La liesse populaire est inimaginable devant ces tableaux qui pourtant frappent l'imagination et la mémoire du fait de leur mélange de traditions et de modernité. La saison carnavalesque demeure le temps de la réjouissance et de l'insouciance, où toutes les questions d'importance sont écartées, ou tout simplement travesties, quand elles ne sont pas traitées. Les problèmes soulevés pendant la période de grandes bamboches seront hélas brûlés avec le Roi des Mardi Gras le mercredi des cendres.

 

Mais qui a dit qu'on pouvait corriger les mœurs en riant? En plein duvaliérisme, le carnaval représentait aussi l'époque adulée des panégyristes, les deux ténors de l'époque, Nemours et Sicot, ont renversé les anciennes traditions du carnaval dans des polémiques purement "showbis" que le gouvernement d'alors exploita grandement. Même de nos jours, il est toujours exploité à des fins politiques. Passons et restons y

Le carnaval, fête de la gaieté et de la joie, harmonie des couleurs, toute la gamme des teintes vives défilent sous les yeux. Ce monde chatoyant porte à croire qu'effectivement les nègres aiment les couleurs frappantes et étincelantes. Tout le monde vit dans la même euphorie.
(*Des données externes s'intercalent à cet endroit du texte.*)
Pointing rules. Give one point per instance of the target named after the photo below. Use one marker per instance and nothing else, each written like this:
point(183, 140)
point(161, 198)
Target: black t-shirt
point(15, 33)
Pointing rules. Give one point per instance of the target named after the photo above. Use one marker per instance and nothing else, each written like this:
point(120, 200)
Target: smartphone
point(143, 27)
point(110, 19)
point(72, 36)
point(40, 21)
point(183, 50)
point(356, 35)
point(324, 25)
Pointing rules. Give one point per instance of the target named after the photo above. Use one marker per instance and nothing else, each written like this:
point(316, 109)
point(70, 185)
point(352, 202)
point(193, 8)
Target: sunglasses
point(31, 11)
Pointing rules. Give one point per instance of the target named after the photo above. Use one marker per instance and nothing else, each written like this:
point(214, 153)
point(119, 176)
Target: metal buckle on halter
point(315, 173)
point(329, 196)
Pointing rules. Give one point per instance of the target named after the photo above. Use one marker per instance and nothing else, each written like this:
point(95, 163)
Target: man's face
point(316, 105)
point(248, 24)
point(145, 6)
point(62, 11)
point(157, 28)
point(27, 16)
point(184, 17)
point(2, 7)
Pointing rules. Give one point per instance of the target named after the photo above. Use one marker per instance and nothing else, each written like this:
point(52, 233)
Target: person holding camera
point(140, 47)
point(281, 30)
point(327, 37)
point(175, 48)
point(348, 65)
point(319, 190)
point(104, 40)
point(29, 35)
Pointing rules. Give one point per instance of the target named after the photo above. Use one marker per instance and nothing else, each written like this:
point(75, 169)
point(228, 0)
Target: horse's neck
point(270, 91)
Les groupes sociaux se fusionnent dans le même enchantement. C'est la vraie communion qui crée une camaraderie passagère parce qu'on exécute ensemble les mêmes gestes et que l'on tend vers le même but : le plaisir.

 

Cependant, les parents y voient une source de perversion parce que les refrains sont souvent à cette occasion très crus et ronflants. A leur avis, la perversion est représentée par toute extériorisation de tendances sexuelles. Le carnaval corrompt parce qu'il libère. Cette conception est à la base de notre morale, de la morale chrétienne. Mais, si les parents étaient plus objectifs, ils découvriraient les côtés positifs de cette coutume si profondément ancrée dans les mœurs haïtiennes.

 

Les festivités pré-carnavalesques annoncent les grandes folies des trois jours gras. Cette tradition, plus vieille que l'histoire de la République, est maintenue en dépit de toutes les crises qui déchirent les dernières entrailles d'Haïti.Le carnaval est une de ces circonstances qui donnent la possibilité à l'Haïtien, surtout aux adolescents, d'oublier les censures sociales et d'exprimer sans fard les obsessions nées du respect ou de l'introjection trop rigide de certains tabous sociaux. La saison du carnaval est la période où l'hypocrisie s'estompe.
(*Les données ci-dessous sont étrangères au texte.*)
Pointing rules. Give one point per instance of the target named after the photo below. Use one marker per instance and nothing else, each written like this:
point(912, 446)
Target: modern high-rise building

Au cours de cette période, la foule expose sans retenue sa grivoiserie, pieusement étouffée dans d'autres circonstances. Le carnaval est une période de plaisir et d'expressions débridées, une fête populaire, « non négociable » de la majorité du peuple haïtien. L’ambiance est pour l’haïtien une sorte de thérapie qui lui soulage des maux de la vie courante.Le carnaval rétablit chez l'individu l'équilibre psychique rompu par les constants stress subis tout au long de l'année.

 

Afin de diminuer le nombre de ces refoulements, les parents ont intérêt à changer d'attitude envers les enfants en cessant de considérer tout ce qui a rapport avec le sexe comme symbolique du péché. Il faudrait de préférence qu'ils informent les enfants de tous les aspects de cette sexualité qui est en réalité ni morale, ni immorale. C'est peut-être la meilleure manière de ne plus faire du sexe la principale obsession des jeunes.

Cependant, nous n'allons pas terminer sans ne pas faire ressortir le côté sombre du carnaval. Les organisations de défense des droits de la femme doivent lancer des campagnes de motivation aux jeunes durant cette période à la fois féerique et fébrile pour leur rappeler la nécessité de se protéger sexuellement durant ses 3 jours. Après le carnaval, on enregistre toujours un taux élevé de grossesse prématurée chez les jeunes. On pourrait même dire que c'est l'époque de la croissance de la population.

 

C'est aussi le moment où l'on enregistre des cas de viols. Autrefois, Il y avait une pratique à Port-au-Prince au moment des festivités carnavalesques dans les zones populaires ; des badauds se cachent dans les coins obscurs pour s'accaparer de jeunes filles qui rentrent tard toutes seules afin de les violer.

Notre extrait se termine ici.